At a news briefing on Aug. 18, China’s Ministry of Commerce announced the latest FDI figures. FDI stood at $7.8 billion in July, a 17 percent drop, and its lowest level since July 2012. Compared with June of this year, the drop was 45.9 percent.
Wu Qing, a researcher at the Institute of Finance of China’s State Council Development Research Center told NTD that China’s investment space is getting smaller, and the RMB appreciation trend has ceased, and these are likely the main causes for the drop in FDI.

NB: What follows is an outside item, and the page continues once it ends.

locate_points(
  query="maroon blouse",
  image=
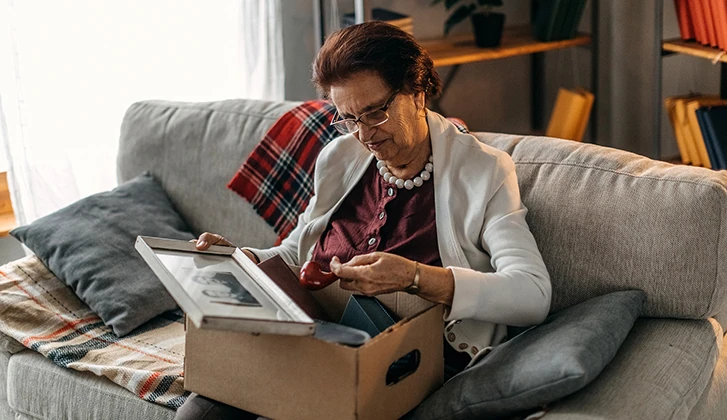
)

Mr. Deng, a China-based economist, told NTD that he sees two causes for the drop: political and economic risks. “Chinese people are good at [adjusting to] change, to divert risk and scatter it,” he said. “Hot money consistently flows into China, thus the true situation is also consistently covered up; many problems have been covered up,” Deng added.
Over the past few months, China launched an anti-monopoly investigation, which probes foreign companies including Microsoft Corp., Qualcomm Inc., Audi AG, Daimler AG, and Chrysler.
The European Chamber of Commerce in China said that amongst companies under investigation, some Chinese companies have put similar practices in place that violate the country’s law, yet they haven’t been investigated. In some cases, Chinese regulators requested foreign companies not to question the investigation, not to attend hearings with lawyers, and not to ask for help from their native countries. The European Chamber of Commerce in China said these moves are forms of intimidation.
Jason Ma, a U.S. based China economics commentator told NTD: “Foreign firms are worried about China’s investment environment. In particular, they [Chinese authorities] used anti-monopoly as an excuse to give foreign companies a hard time, and certainly they have other motives. China printed a great amount of RMB, its economic growth has declined, its real estate business faces crisis, the RMB appreciation concept has gradually disappeared, thus the hot money flowing into China decreases.”
Chinese economist, Mr. Deng said the anti-monopoly charge is just a tactic, a method used by the government to intervene. While it helps to do something positive for the Chinese economy, it also diverts the focus away from domestic crisis.
In April, when the Chinese public’s focus was on the corruption investigation of Gu Junshan, a former deputy logistics chief in the army, German drug maker GSK and other foreign firms faced a corruption investigation in China.
Then an anti-monopoly investigation into foreign firms was undertaken while the cases of Xu Caihou, deputy chairman of the military committee, and Zhou Yongkang, the former head of the Political and Legislative Affairs Committee, were about to be announced.
Foreign Business Flight
A number of foreign firms have already left China in recent years, Google, Yahoo, Best Buy, and Media Markt. The U.S. cosmetics producer Revlon has announced its withdrawal from China and laid off 1,100 workers. In January, French cosmetics company L’Oreal decided to pull its Garnier products from China.
Foreign companies remaining in China are struggling. IBM said their profits have dropped 23 percent in the last quarter of 2013. French alcoholics beverage group Remy Cointreau said that in the first three quarters of last year Remy Martin sales dropped over 30 percent.
Xinhua News Agency reported that five years ago, when U.S. businessmen faced the question of where to set up a company, nine out of 10 CEOs would choose China. If faced with the same question now, as many as five CEOs would choose America. In the last 10 years, about 200 American companies have moved their factories back home, the report said.